Mi voz interior es silenciosa, constante, a veces martillo, elocuente a ratos, siempre íntima, en ocasiones forzadamente poética, cuando siente la necesidad escucharse más allá de la realidad y sentir la exageración del sentimiento y de la emoción. No suele hablarme con lirismo, suele aprisionarme y liberarme, preguntar e inventar respuestas que sabe incorrectas o incompletas, más bien pregunta y responde en la contradicción de quienes somos los que ocupamos su tiempo. Es mentirosa y sincera, vive en la necesidad de convencerme, de justificarme, de culparme, de explicarme en entornos que siempre escapan a su comprensión. Somos seres extraños, me dice, incluso para nosotros mismos. Nos sorprendemos en la distancia del tiempo, de adultos recordándonos en constante invención y de niños inventándonos en fantasías que quizá algún día lleguen a ser recuerdo. Nos recordamos e inventamos porque de otro modo ¿cómo saber que estuvimos y todavía estamos? ¿Qué somos? ¿Somos huellas a punto de ser borradas por mares simbólicos como el que Víctor Erice simboliza en el Cantábrico que abre y cierra La Morte Rouge (Soliloquio) (2006)? Todos tenemos una voz interior, que nunca llega a ser plenamente sincera en el exterior, incluso dudo que lo sea dentro. La de Erice abandona el silencio y se hace audible para expresar reflexión e intimidad cinematográfica durante la media hora que dura este gran cortometraje escrito y dirigido como parte de la muestra Erice - Kiarostami: Correspondencias. El cineasta vasco asume la voz de narrador en tercera persona para referirse y evocar a su yo infantil en un momento de su vida en el que <<para él, realidad y ficción era todavía la misma cosa>>.

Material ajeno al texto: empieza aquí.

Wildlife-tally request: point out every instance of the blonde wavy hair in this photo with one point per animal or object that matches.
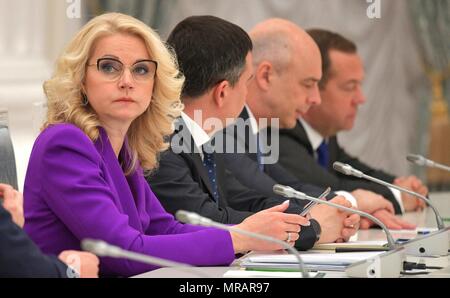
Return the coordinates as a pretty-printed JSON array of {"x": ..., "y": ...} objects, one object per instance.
[{"x": 147, "y": 135}]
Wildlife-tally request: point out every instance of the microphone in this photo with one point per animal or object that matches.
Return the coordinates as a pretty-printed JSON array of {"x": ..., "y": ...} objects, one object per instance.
[
  {"x": 423, "y": 162},
  {"x": 103, "y": 249},
  {"x": 289, "y": 192},
  {"x": 350, "y": 171},
  {"x": 196, "y": 219}
]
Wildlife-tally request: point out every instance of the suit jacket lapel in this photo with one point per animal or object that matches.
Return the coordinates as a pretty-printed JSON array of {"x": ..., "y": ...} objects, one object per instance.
[
  {"x": 299, "y": 133},
  {"x": 187, "y": 144}
]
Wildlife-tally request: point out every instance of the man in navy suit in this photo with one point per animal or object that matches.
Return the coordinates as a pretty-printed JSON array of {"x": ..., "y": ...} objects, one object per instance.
[{"x": 20, "y": 257}]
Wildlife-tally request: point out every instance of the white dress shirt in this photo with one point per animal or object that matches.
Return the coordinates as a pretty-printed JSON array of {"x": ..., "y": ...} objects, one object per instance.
[
  {"x": 197, "y": 132},
  {"x": 315, "y": 139}
]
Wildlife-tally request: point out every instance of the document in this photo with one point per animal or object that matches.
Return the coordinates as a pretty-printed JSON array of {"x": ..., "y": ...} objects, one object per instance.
[
  {"x": 312, "y": 261},
  {"x": 266, "y": 274}
]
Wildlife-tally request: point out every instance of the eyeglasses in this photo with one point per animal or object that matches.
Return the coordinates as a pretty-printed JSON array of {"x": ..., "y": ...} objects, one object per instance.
[{"x": 112, "y": 69}]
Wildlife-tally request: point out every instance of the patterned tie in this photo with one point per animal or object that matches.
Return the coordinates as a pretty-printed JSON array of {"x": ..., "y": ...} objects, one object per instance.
[
  {"x": 323, "y": 155},
  {"x": 210, "y": 165}
]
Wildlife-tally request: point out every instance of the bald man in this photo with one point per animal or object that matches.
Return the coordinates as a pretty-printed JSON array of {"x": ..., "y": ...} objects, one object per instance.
[
  {"x": 315, "y": 134},
  {"x": 287, "y": 69}
]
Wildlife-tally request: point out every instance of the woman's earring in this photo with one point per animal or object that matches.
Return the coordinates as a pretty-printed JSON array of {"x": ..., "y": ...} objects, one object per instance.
[{"x": 84, "y": 101}]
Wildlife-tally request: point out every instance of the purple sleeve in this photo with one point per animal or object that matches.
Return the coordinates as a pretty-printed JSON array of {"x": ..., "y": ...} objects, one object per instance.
[{"x": 74, "y": 186}]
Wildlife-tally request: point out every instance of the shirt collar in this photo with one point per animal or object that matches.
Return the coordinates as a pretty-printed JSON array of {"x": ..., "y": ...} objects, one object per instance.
[
  {"x": 315, "y": 138},
  {"x": 253, "y": 122},
  {"x": 198, "y": 134}
]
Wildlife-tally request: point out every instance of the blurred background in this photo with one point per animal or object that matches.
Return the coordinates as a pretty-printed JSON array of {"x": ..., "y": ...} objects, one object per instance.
[{"x": 405, "y": 45}]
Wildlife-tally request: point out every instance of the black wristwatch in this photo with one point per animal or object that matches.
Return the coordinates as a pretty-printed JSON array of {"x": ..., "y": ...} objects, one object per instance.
[{"x": 317, "y": 229}]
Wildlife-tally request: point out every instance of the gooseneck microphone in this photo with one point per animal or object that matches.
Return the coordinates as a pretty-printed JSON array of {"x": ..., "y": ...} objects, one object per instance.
[
  {"x": 350, "y": 171},
  {"x": 196, "y": 219},
  {"x": 289, "y": 192},
  {"x": 424, "y": 162}
]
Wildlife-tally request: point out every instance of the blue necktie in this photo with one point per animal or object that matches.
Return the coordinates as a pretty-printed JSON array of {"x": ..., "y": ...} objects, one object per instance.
[
  {"x": 259, "y": 154},
  {"x": 323, "y": 155},
  {"x": 210, "y": 165}
]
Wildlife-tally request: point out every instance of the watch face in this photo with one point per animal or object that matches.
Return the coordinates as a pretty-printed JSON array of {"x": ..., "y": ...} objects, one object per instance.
[{"x": 317, "y": 228}]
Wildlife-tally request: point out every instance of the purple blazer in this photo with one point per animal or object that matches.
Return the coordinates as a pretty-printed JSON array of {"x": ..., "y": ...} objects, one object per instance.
[{"x": 76, "y": 189}]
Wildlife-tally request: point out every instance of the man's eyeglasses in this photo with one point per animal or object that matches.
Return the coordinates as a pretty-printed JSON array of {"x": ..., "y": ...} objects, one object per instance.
[{"x": 112, "y": 69}]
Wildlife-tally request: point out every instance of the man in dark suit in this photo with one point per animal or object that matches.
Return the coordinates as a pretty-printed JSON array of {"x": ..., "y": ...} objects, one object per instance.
[
  {"x": 310, "y": 149},
  {"x": 191, "y": 175},
  {"x": 20, "y": 257}
]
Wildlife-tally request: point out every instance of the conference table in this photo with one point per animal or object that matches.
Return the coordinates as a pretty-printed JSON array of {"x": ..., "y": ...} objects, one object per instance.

La voz de Erice recorre la Concha en diciembre de 2005 y observa el edificio moderno inexistente en 1922, cuando se inauguró el Gran Casino Kursaal, que sería demolido en 1973. Las fotografías del ayer, las imágenes de archivo y la propia memoria le permiten trasladarse a la infancia, la suya y la de ese espacio nacido para el juego que no tardó en prohibirse. También para ser símbolo de la burguesía donostiarra. Aquel entonces, dio paso a la II República y poco después al golpe de estado que precipitó la Guerra Civil y la posterior represión franquista, mientras en el resto de Europa y del mundo otra guerra tomaba el relevo y corroboraba por enésima vez que la violencia y la muerte de unos a manos de otros, todos intercambiables, forman parte de la existencia y destrucción de nuestra especie. Erice habla de esas situaciones que se producen poco antes de su nacimiento y en su niñez, pero lo hace sin apenas detenerse en ellas porque en 1946, cuando tiene cinco años, el miedo que le impacta no es el que se respira en la sociedad española sino el que de repente siente en su primer contacto con el cine; viendo la primera película de su vida: La garra dorada (The Scarlett Claw, Roy William Neill, 1944). Es un momento crucial en la vida del niño, tiene cinco años y el cine entra en su vida trastocando su hasta entonces pacífica e inocente existencia.
La suma de cuanto vemos y escuchamos es un paseo impagable por la memoria de un cineasta que explica parte de sí a partir del recuerdo de aquella primera película que vio en el Kursaal y que abrió una nueva etapa de su vida. Nombra a su director, Roy William Neill, a su pareja protagonista, Basil Rathbone y Nigel Bruce, y a Gerald Hamer, el actor que interpretó al personaje que más le impactó: Potts, el cartero de La Morte Rouge, una ciudad imaginaria ubicada en <<un país que no figura en los mapas, llamado cine>>. Ese espacio fantaseado por Roy William Neill para la aventura de Sherlock Holmes y Watson en La garra escarlata y, sobre todo, el cartero Potts despiertan la curiosidad del niño que ve las imágenes al tiempo que se pregunta qué sucede entre estas y quienes en la sala oscura las contemplan ensimismados. Ese instante de impacto entre la realidad y la ficción, que viven los espectadores, para él también resulta impactante, pero los experimenta de una forma distinta. Le descubre la muerte y el asesinato. Entonces el miedo se hace real en su mente y la inocencia avanza hacia su inevitable pérdida: distinguir entre realidad y ficción, que abren un corredor intermedio abierto a múltiples espacios entre ambos, como sería el arte y la interpretación del tiempo, la mirada subjetiva y cómplice del público que observa la película o el miedo que tras la proyección ocupa la mente del niño.